While you attempt to rub any remnants of sleepiness from your eyes and take on opening gifts, along with other Christmas morning traditions, NASA will be launching its latest gift to the world: the long-awaited James Webb Space Telescope.
Webb has been a 25-year international project involving the U.S., Canada and European space agencies, meant to bring scientists into the next age of space exploration. Right now it is considered one of the most powerful infrared and observatory telescopes in existence, as well as a substantial upgrade from the Hubble Telescope since its launch over 30 years ago.
The official mission of the James Webb Space Telescope will take it a million miles to the some of the oldest and furthest edges of space yet to be seen by man or machine (that we at least know of at this time). On the other side of those million miles are galaxies formed over 13.5 billion years ago, not too long after the Big Bang event. Information and images gathered from the telescope could be essential for scientists to better understand the creation of the universe and find out if Earth is unique in its ability to foster life.
The New York Times adds:
The telescope will also help astronomers better study supermassive black holes at the center of galaxies, and planets orbiting other stars in our galaxy.

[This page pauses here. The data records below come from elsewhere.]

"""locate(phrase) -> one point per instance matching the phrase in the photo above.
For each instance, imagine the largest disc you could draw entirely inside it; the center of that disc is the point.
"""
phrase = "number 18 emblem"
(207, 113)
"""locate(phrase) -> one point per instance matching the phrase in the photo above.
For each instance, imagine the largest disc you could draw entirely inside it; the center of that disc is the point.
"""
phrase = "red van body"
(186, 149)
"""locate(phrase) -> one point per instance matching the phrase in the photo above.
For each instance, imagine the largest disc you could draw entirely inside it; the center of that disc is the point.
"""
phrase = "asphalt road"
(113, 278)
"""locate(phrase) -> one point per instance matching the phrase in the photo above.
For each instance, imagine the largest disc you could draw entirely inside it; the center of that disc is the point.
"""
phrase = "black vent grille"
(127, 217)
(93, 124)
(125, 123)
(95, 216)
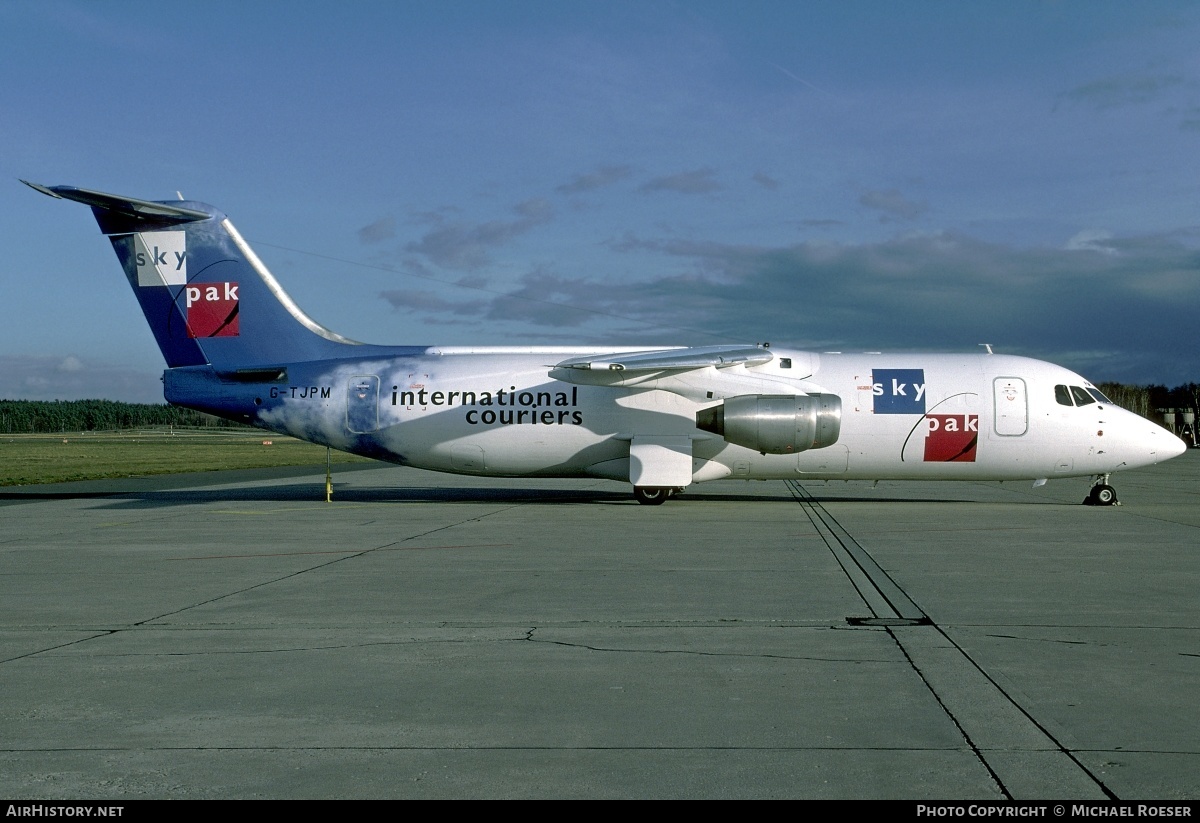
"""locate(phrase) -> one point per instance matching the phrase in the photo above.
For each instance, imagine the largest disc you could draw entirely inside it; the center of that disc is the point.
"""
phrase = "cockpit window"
(1081, 396)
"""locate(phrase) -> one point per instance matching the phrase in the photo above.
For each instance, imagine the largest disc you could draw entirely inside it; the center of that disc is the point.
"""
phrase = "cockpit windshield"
(1079, 396)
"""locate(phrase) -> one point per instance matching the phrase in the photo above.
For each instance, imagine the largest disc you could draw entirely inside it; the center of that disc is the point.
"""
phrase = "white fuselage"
(505, 413)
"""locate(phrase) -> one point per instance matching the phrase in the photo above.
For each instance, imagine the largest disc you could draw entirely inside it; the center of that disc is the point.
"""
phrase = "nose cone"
(1138, 442)
(1171, 446)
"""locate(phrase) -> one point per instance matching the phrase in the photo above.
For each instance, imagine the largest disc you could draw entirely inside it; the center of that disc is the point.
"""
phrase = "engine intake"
(775, 424)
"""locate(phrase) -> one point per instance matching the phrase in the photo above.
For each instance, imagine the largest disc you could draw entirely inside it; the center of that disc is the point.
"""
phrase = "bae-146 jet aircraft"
(238, 347)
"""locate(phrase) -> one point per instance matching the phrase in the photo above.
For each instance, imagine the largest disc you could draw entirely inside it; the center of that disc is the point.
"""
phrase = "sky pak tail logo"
(211, 310)
(161, 258)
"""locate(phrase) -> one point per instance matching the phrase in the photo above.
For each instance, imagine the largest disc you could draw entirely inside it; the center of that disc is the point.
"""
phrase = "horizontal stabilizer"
(157, 212)
(701, 356)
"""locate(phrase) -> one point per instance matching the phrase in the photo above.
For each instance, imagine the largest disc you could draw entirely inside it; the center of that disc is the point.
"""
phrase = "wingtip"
(43, 190)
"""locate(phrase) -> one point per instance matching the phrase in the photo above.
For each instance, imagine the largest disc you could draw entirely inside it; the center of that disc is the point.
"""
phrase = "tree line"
(36, 416)
(1150, 401)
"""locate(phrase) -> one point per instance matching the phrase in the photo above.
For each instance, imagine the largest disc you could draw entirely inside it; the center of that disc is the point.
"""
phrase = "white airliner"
(238, 347)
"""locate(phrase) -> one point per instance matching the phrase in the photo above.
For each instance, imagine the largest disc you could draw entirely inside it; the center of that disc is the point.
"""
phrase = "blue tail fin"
(203, 290)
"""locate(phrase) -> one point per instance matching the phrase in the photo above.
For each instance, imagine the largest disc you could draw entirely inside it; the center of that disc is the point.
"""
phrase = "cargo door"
(363, 403)
(1012, 407)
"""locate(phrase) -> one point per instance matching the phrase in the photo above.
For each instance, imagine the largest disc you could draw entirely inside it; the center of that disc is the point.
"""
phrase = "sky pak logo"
(211, 310)
(899, 390)
(952, 438)
(161, 258)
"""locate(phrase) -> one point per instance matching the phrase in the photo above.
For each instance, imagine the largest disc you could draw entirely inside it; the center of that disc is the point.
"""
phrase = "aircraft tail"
(205, 294)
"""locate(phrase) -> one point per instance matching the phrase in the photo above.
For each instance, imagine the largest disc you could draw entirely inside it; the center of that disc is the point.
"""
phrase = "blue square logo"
(899, 390)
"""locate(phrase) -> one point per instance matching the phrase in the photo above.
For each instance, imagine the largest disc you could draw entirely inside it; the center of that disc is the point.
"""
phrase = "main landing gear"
(1102, 494)
(654, 496)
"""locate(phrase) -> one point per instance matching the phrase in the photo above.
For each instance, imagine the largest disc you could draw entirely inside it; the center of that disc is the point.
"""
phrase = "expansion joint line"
(893, 607)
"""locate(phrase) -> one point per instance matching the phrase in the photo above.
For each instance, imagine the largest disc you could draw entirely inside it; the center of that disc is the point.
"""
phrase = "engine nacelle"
(775, 424)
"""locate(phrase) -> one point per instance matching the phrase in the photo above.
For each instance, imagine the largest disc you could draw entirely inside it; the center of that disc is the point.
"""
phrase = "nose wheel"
(1102, 494)
(654, 496)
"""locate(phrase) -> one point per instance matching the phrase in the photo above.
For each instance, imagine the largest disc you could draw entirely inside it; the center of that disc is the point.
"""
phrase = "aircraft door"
(363, 403)
(1012, 407)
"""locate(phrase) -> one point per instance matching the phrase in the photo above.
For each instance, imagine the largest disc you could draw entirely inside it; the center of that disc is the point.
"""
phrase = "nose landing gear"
(654, 496)
(1102, 494)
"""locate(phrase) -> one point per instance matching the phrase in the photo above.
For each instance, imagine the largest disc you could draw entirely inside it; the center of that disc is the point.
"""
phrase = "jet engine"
(775, 424)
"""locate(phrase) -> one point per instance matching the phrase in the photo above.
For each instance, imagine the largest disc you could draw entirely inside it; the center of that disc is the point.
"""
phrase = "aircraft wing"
(672, 360)
(125, 205)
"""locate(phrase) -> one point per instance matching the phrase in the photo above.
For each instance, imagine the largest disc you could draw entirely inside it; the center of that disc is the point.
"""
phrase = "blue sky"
(828, 175)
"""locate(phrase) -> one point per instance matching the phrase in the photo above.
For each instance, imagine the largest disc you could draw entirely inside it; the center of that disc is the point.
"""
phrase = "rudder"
(203, 290)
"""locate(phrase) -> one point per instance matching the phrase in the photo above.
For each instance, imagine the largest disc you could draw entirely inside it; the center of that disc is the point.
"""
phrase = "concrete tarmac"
(231, 635)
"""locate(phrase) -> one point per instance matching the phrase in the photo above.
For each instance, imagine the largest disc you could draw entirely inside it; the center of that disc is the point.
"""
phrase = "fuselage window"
(1081, 396)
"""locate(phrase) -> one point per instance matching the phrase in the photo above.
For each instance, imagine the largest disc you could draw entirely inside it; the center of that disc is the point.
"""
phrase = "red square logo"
(952, 438)
(211, 310)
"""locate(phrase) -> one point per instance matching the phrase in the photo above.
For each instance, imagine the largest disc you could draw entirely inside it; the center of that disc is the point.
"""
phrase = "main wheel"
(652, 496)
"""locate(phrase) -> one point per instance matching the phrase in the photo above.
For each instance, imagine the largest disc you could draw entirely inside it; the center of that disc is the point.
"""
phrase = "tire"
(652, 496)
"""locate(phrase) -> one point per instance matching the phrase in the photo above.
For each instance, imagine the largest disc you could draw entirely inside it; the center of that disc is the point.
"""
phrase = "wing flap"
(701, 356)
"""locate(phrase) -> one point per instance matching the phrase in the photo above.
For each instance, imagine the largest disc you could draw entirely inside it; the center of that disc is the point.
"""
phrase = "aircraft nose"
(1173, 446)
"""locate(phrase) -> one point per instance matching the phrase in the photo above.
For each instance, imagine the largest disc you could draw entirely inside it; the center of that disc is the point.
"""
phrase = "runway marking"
(993, 724)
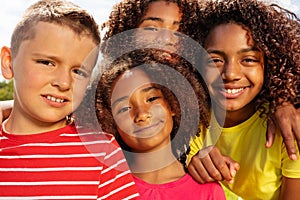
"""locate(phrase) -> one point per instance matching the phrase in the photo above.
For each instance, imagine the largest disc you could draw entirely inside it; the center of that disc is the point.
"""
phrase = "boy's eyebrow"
(81, 66)
(157, 19)
(147, 89)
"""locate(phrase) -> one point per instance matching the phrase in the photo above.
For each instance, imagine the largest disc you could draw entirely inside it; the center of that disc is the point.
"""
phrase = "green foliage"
(6, 90)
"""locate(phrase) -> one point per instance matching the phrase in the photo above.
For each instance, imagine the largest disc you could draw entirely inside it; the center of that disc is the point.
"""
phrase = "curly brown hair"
(190, 105)
(126, 16)
(276, 32)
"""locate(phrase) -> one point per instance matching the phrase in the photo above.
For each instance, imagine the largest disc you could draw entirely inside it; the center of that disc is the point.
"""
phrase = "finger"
(210, 167)
(193, 172)
(233, 166)
(198, 171)
(219, 169)
(285, 118)
(270, 135)
(296, 128)
(289, 141)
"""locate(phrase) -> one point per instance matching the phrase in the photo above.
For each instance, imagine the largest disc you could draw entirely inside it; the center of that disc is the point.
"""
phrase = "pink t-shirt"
(184, 188)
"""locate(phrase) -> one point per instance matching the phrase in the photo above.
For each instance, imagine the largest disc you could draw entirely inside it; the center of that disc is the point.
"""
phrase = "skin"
(241, 66)
(159, 25)
(144, 121)
(51, 72)
(141, 112)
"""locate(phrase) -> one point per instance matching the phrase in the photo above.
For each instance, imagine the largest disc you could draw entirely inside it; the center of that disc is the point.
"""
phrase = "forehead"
(230, 33)
(128, 82)
(164, 10)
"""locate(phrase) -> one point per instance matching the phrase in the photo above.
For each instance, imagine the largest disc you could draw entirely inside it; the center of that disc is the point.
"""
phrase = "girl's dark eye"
(123, 110)
(80, 73)
(152, 99)
(151, 29)
(250, 60)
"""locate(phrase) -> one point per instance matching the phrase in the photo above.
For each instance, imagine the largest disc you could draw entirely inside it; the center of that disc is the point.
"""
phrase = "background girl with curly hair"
(255, 47)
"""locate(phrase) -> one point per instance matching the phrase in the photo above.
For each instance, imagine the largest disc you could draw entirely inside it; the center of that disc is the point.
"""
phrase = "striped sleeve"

To achieve these scientific observations, the Webb telescope relies on a primary mirror 6.5 meters in diameter, compared with the mirror on the Hubble, which is 2.4 meters. That gives it about seven times as much light gathering capability and thus the ability to see further into the past.
Another crucial difference is that it is equipped with cameras and other instruments sensitive to infrared, or “heat,” radiation. The expansion of the universe causes the light that would normally be in visible wavelengths to shift into longer infrared wavelengths normally invisible to human eyes.
Everything in this mission must go perfectly for Webb to even begin its million mile journey. Right now this complex feat of engineering, with five layered sunshields the size of tennis courts, has been folded into an origami-like form to fit into the housing of the main rocket capsule.
After launch, when the telescope reaches its staging location in orbit, it will begin the three week process to slowly unfold into working form. This is when I hand it off to the experts like NASA Goddard, who better outlines the intricacies of the telescope and its overall mission:
This next video from Northrop Grumman is an animated rendering showing each step from launch to space. You can follow the time stamps at the top of the video to see the first hours, days and weeks of the telescope’s mission unfold before your eyes.
The James Webb Space Telescope is set to launch inside the Airane 5 rocket from Kourou, French Guiana at 7:20 a.m. EST, with NASA beginning streaming of the launch bright and early at 6 a.m.